Let me explain: you might have noticed that 5 of the 6 major destinations on this trip so far (Xi’an, Pingliang, Lanzhou, Jiayuguan, and Dunhuang) were actually places that I had been to before in the summer of 2006. This has been a great comfort at times, because it helped make things just a bit more predictable for me – no matter what, I always knew that there was something familiar ahead.
But from here on, 90km east of the territory of Xinjiang, everything will be completely new to me – nothing familiar, all the way to Turkey.
Oh my god, it’s really into the great unknown, I’m so excited…
…the reason I ended up calling this one “nach Westen gehen?” is because of as dude I met though.
A truck driver in his mid-thirties, from the Uyghur minority 维吾尔族, who was about to hitch a ride to Hami 哈密, when he saw me walk past the toll station at Liuyuan and decided to walk with me for a day. Yep, just like that. I couldn’t believe it either. No water, no food, no preparation of any kind. He just waved at me and came walking along, in his working clothes, in his thin leather shoes.
I was actually a bit spooked at first. There I am in the middle of nowhere, and suddenly there is this stranger walking next to me, and he keeps asking me questions: “do you guys in Germany know of us Uyghurs? How much money do you spend each day on your trip? How do you say ‘go west’ in German?”
When I taught him to say “nach Westen gehen” (go west in German), he kept humming it to himself whenever he was not asking me questions. That’s another weird thing about this guy: he likes to hum. Sometimes it sounds like what could be prayer chants or psalms, but at other times it sounds more like someone who is used to talking to himself. Once I asked him: “What are you saying there?” and I got a short but surprising answer: “I’m calculating your money.”
WTF?? “My money?? Just why on Earth would you be calculating my money?”
A smile: “It’s nothing, I’m just curious how much you’ll be spending until you get home in two years!”
So there we were, out in the middle of nowhere…
…other people before us had left their graffiti on the boulders next to the road…
…and we just kept on walking for hours at a time, two complete strangers – one of which was calculating the other one’s expenses.
“You know what?

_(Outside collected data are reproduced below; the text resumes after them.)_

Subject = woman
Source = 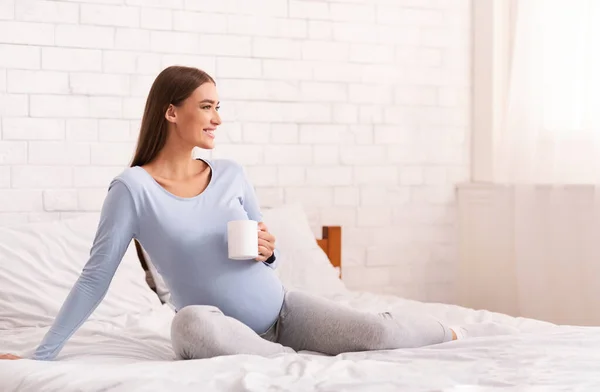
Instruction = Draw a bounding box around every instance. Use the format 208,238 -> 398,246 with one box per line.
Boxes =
1,66 -> 516,361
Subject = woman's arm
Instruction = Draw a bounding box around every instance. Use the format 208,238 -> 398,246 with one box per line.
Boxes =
239,167 -> 280,269
32,180 -> 139,360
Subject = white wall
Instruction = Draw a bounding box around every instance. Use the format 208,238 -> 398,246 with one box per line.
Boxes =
0,0 -> 471,302
457,184 -> 600,326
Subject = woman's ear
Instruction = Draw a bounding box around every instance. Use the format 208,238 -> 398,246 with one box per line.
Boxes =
165,104 -> 177,124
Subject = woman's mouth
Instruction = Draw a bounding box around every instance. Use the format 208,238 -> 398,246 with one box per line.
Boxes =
203,129 -> 215,139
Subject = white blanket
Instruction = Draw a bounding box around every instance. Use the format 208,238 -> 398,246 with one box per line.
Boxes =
2,290 -> 600,391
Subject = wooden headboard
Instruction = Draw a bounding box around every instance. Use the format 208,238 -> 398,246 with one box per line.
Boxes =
134,225 -> 343,290
316,226 -> 342,277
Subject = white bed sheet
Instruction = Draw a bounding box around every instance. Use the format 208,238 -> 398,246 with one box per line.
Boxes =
2,290 -> 600,392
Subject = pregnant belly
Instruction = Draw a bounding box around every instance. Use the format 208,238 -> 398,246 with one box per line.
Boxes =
175,264 -> 285,334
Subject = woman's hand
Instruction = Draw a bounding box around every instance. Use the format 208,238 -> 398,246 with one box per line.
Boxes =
0,353 -> 21,360
256,222 -> 276,262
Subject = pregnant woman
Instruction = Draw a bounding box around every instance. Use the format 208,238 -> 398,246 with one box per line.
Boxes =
1,66 -> 516,361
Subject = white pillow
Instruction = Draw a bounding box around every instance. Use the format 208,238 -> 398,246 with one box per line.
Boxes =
262,203 -> 348,296
0,214 -> 162,330
143,203 -> 347,302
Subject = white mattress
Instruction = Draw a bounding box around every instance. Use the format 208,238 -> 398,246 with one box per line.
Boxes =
2,290 -> 600,391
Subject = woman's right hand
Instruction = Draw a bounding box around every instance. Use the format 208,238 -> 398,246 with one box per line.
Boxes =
0,353 -> 21,360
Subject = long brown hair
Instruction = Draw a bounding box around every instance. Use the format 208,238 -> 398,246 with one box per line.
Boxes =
130,65 -> 215,167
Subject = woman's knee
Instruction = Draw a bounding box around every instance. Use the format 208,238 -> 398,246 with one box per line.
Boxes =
170,305 -> 224,360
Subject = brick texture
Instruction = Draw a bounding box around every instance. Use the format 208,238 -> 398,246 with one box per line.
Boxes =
0,0 -> 471,302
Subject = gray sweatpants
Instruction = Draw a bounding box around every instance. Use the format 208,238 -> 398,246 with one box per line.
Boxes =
171,290 -> 454,359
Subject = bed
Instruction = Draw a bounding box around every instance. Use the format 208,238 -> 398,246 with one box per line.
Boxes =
1,204 -> 600,391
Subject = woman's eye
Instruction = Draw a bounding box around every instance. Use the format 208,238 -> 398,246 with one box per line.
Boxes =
201,105 -> 211,110
215,106 -> 220,111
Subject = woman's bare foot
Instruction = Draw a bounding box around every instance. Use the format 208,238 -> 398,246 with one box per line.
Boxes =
451,323 -> 520,339
0,353 -> 21,360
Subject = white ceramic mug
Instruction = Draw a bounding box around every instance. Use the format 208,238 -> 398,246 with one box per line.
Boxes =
227,220 -> 258,260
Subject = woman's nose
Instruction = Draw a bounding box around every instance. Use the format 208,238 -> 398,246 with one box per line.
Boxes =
212,111 -> 222,125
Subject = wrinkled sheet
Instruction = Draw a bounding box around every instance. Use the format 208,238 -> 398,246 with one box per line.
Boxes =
1,291 -> 600,391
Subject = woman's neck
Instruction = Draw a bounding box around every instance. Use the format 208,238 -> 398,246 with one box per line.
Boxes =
147,141 -> 203,181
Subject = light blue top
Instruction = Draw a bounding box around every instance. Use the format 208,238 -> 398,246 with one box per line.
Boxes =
32,159 -> 284,361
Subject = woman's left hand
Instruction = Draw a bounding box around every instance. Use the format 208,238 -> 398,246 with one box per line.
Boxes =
256,222 -> 276,262
0,354 -> 21,360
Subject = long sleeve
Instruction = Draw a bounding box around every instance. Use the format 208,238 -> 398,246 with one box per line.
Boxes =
32,180 -> 139,361
239,167 -> 280,270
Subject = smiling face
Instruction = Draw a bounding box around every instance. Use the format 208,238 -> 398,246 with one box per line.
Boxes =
165,82 -> 222,150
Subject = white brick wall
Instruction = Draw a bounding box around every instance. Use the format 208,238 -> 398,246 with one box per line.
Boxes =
0,0 -> 471,303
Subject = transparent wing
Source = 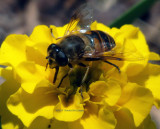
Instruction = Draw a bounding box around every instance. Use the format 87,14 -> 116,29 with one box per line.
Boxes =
98,51 -> 145,61
64,3 -> 93,36
81,46 -> 145,61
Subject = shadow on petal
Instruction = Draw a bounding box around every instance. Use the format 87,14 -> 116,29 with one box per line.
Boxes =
7,86 -> 59,127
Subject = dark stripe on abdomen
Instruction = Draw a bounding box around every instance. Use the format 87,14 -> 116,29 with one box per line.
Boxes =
97,31 -> 115,51
84,30 -> 115,52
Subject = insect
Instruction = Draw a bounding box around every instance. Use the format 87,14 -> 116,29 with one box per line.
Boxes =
46,4 -> 126,97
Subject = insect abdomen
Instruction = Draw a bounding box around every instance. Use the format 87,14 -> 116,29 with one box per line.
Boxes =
84,30 -> 115,53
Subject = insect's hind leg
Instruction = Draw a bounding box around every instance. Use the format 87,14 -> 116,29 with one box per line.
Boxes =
103,60 -> 120,73
78,63 -> 90,98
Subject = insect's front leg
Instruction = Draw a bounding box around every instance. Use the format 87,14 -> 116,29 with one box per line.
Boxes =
57,63 -> 73,88
53,66 -> 59,83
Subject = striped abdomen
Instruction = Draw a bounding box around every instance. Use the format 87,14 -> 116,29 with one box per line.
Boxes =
84,30 -> 116,53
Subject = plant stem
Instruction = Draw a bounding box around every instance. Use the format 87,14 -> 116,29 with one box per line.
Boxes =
109,0 -> 158,28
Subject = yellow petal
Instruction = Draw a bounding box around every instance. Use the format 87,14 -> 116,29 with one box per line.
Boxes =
1,122 -> 23,129
149,52 -> 160,60
114,108 -> 136,129
25,45 -> 48,67
50,24 -> 67,39
120,25 -> 140,38
89,80 -> 121,106
29,25 -> 52,44
0,67 -> 23,129
15,61 -> 53,93
137,115 -> 156,129
53,94 -> 84,122
102,68 -> 128,87
91,21 -> 111,34
144,64 -> 160,108
7,87 -> 58,127
118,83 -> 154,126
80,109 -> 116,129
70,102 -> 116,129
0,34 -> 28,67
115,108 -> 156,129
24,117 -> 69,129
129,63 -> 160,108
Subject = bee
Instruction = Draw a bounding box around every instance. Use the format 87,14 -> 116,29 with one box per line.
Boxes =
46,4 -> 123,97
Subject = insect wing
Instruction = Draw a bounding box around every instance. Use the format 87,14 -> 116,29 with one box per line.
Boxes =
64,4 -> 93,36
99,51 -> 145,61
81,48 -> 145,61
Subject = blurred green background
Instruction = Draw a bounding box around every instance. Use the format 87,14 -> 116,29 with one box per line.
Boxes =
0,0 -> 160,129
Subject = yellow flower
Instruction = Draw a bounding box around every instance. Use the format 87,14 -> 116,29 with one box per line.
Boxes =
0,21 -> 160,129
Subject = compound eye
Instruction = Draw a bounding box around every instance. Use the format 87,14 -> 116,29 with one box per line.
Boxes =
47,44 -> 56,52
47,44 -> 60,53
56,51 -> 68,66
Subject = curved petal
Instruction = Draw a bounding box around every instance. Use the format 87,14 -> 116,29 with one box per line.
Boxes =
0,67 -> 23,129
24,117 -> 69,129
79,109 -> 116,129
15,61 -> 54,93
25,45 -> 48,67
7,86 -> 59,127
0,34 -> 28,67
69,102 -> 116,129
89,80 -> 121,106
149,52 -> 160,60
129,63 -> 160,108
144,64 -> 160,108
53,94 -> 84,122
114,108 -> 135,129
29,25 -> 52,61
91,21 -> 111,34
29,25 -> 53,44
115,109 -> 156,129
137,115 -> 156,129
117,83 -> 154,127
50,24 -> 67,40
119,25 -> 140,38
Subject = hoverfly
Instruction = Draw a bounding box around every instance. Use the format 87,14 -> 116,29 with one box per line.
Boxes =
46,4 -> 138,97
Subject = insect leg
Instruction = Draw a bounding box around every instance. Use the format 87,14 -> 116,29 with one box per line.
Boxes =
45,62 -> 49,71
78,63 -> 90,98
78,62 -> 87,67
68,63 -> 73,68
104,60 -> 120,73
81,66 -> 90,99
53,66 -> 59,83
84,57 -> 120,73
57,68 -> 73,88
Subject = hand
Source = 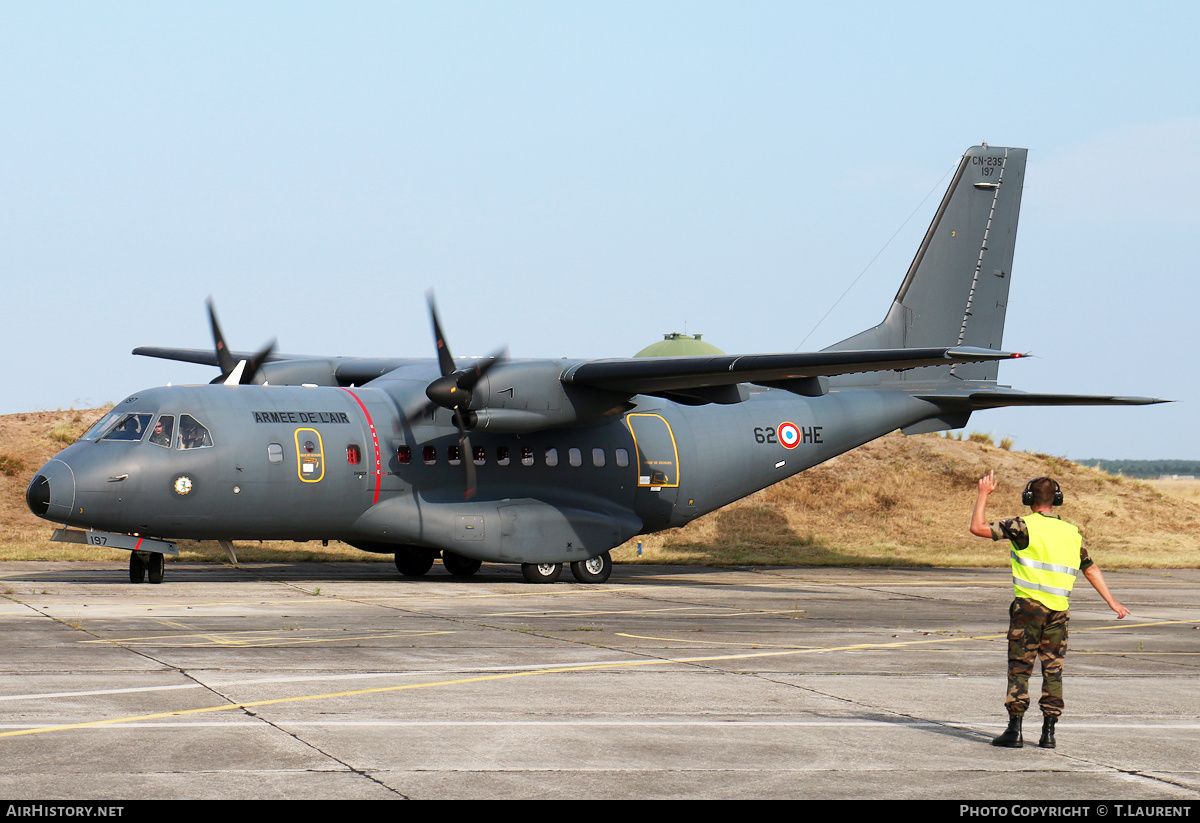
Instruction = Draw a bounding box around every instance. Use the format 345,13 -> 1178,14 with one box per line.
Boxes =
978,470 -> 997,496
1111,601 -> 1131,619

I’m going to go to Russia one day” he would say, “or maybe I’ll open my own mine, that’s the only thing a guy can really do around here. My family has already made an investment in a small copper mine, but no luck so far, and I have no idea about all the chemistry that’s involved. Anyways being a truck driver sucks! We get paid too little and don’t even have the time to spend it! Hey, how do you say ‘copper’ in German?”
Ah, a new thing to hum: “Kupfer” (copper).

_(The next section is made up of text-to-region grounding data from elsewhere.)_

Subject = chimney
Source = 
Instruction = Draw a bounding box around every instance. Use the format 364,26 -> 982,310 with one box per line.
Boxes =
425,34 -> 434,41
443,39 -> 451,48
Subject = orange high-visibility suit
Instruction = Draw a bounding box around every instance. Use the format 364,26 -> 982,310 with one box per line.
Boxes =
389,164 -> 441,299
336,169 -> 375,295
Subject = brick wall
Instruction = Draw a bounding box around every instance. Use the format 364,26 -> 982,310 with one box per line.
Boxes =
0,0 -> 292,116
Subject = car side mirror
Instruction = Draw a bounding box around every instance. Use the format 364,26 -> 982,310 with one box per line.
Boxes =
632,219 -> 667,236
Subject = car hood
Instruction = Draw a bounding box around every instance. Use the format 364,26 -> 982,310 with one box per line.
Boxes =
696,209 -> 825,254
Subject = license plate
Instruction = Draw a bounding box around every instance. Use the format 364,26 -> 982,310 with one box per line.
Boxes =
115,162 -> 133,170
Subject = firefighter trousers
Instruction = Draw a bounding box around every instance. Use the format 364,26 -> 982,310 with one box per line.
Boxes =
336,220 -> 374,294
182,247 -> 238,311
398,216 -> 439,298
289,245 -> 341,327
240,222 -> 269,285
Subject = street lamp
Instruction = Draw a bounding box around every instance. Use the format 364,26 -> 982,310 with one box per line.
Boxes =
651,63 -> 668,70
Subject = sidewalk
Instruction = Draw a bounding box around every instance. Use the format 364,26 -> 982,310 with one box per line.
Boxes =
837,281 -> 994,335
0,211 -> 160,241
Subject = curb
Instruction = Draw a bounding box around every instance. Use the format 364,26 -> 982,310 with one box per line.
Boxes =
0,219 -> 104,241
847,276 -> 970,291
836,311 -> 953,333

…well what do you know, after a while I actually got kinda used to being around that strange man. I don’t know why, but I just wasn’t spooked anymore. Maybe it was the other truck drivers who would stop over for a chat sometimes. They seemed like a bunch of nice people, and my friend apparently knew all of them. One dude gave me a big watermelon and laughed at him for trying to walk the distance in his poor leather shoes.

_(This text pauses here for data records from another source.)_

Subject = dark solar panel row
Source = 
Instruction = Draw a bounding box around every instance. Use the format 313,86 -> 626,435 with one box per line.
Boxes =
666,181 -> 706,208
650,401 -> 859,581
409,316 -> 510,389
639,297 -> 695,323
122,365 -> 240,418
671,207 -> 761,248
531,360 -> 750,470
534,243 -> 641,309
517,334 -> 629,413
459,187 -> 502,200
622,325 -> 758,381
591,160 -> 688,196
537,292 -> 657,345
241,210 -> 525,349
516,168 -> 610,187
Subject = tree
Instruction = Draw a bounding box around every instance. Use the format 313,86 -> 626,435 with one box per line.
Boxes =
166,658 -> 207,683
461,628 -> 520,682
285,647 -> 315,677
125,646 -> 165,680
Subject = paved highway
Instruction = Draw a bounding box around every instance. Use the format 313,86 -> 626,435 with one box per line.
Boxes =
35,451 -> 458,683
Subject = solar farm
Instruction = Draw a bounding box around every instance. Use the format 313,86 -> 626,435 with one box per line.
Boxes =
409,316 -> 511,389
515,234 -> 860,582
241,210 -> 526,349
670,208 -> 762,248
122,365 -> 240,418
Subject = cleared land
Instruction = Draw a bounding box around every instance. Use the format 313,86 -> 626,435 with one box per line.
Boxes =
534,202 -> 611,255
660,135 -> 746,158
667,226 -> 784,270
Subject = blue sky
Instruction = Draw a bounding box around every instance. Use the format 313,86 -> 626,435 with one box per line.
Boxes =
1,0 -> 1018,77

Then eventually, he had to go.
We sat down somewhere overlooking the land, waiting for a truck that would take him home to Hami, and I told him about my plans, about some of my worries, and about how I was nurturing the hope that I would have a story to tell some day:
Just before he left, he came up with a way to help me. He dug in his pocket, pulled out two tens and put them in my hand. Much to my surprise.
WTF?? “Put that away, please! I don’t want it!”
“But you don’t have it easy yourself, and you’re going to have to buy a lot of water on the way!” he looked devastated as I insisted on refusing his money.
“Please!” there had to be a way to settle this: “get me one of your Uyghur nang-breads when I’m in Hami, okay?”
It took a while to get him to accept, and he didn’t look so happy about it, but when a truck stopped to take him along, there was much smiling and waving hands anyways.
I made camp next to a transmitting tower that day:
It was still early, and pitching the tent seemed to go a bit easier than the times before.
I had a minor stomachache, like the ones you get from being very hungry for a long time. Figures, I thought, since I had eaten only very little all day, because Rahman had refused to share anything other than my water, and I had felt bad being the only one eating. So, as a cure for that hungry stomach of mine, I basically inhaled a can of beans right after I had the tent set up.
That’s when the pains really started.
I managed to wash my feet, store my pictures on the hard drive and mess with the GPS for a little while, then I couldn’t do anything anymore because the pains in my stomach were becoming too overwhelming. I curled up in my sleeping bag and closed my eyes for what seemed like a very long time. The pains kept coming in waves. It was already dark when I got the idea to leave the tent and go outside to take a shit. Then I curled up in my sleeping bag again, closed my eyes again. The waves kept coming. I crawled back outside, got a camping stool and a bottle of water, leaned over the stool and shoved a finger down my throat.
There was nothing.
Just a gagging sound in the wilderness.